The first, critical half of Understanding Class is a project of theoretical imperialism, but of the nice, friendly sort that co-opts local elites, hires their poets, marries their children to those of its generals, and only brings out a few examples for grisly execution - just to show them who's boss. Wright marches through the fields of Weberians, Durkheimians, and other sundry principates to clearly announce that Marxist class theory is supreme, that it the most fundamental nature of power relations across human societies, but that it is also a benign, flexible empire happy to contain all other theories within itself. Or, to switch metaphors a bit (but only a bit), he is like one of those Christian missionaries who shows the pagans that they were engaging in before was actually only an incomplete and implicit Christianity all along.
Two broad strategies characterize this ecumenism, although of course their particular implementation depends on the details of the theory he's engaging with. Both start off by acknowledging the legitimacy of forms of "class analysis" and social phenomena more generally that are pursued by non-Marxists, and which seem to take categories other than the bourgeoisie and proletariat (or whatever) as their object: subjectively recognized status groups, professions, und so weter. The first is that the Marxist account of antagonistic class relations rooted in property ownership and the production process represent the background condition for the more immediate relations that the other sociologists want to pursue. So, for instance, Weber and his epigones want to anchor class in exchange relations, but these exchange relations obviously depend on productive and ownership relations. The second, rather critical realist, strategy is to show the necessity of latent causal nexuses to any sociological theory with greater explanatory strategy than "shit happens." This has as its target those theories whose notion of "realism" is that sociological objects that are not a mere creation of the analyst but have some emic reality. Not so, we need to explain why some particular subjectively felt groups are more likely to arise than others, and objective class relations allows us to do this.
Like Caesar, Wright's anabasis also produces some excellent descriptions of the conquered.

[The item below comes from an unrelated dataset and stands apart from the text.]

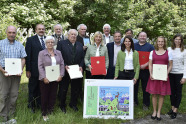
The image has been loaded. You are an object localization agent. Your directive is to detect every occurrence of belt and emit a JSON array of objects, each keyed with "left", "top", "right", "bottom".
[{"left": 123, "top": 69, "right": 134, "bottom": 72}]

I'm not familiar with everyone he details, but let it be said that I've read Max Weber and Charles Tilly quite extensively, that both are very lucid writers, and that I still feel that I learned a great deal about their theories from Wright's gloss. Like any conquerer's gaze, it may distort, but if so it's a useful distortion of two sociologists I already admire and have learned a lot from.
The second, more speculative, part is fascinating but weaker, both analytically and (if it's not inappropriate to raise this objection) politically. If I were tempted to extend the metaphor, I could say that this is the fruit of offering too many concessions to local elites (meaning, interlarding his Marxism with too many sundry additional theories,) but I don't actually think that this is the case - except in the sense that there's a methodological weakness that's shared with much glib neoclassical economics. That methodological weakness is that he constructs an admirably clear theoretical model, on empirical foundations that seem to me to be very thin (one or two studies that have an alternative explanation), and then uses it to draw conclusions on the possibilities of "positive class compromise," i.e. conditions that would benefit both workers and capitalists when socialism is impossible. As arguments for Bernsteinian revisionism go, these are extremely weak. However, understood not as conclusions but speculations, they are inherently interesting, and those wishing to give greater substantiation (or falsification) to them may produce something quite useful. Bong-rip ideas have an important place in social science, not everything should be judged as if it's a finished product.
I probably ought have read Wright's earlier books on class first, in which he lays out his theories explicitly rather than in contrast with others - indeed I leave with the desire to get around to them soon - but didn't feel as though I failed to understand anything on that account, and the book was stimulating throughout. Recommended to anyone who's interested in the broad subject and isn't too intimidated by a bit of disciplinary inside baseball.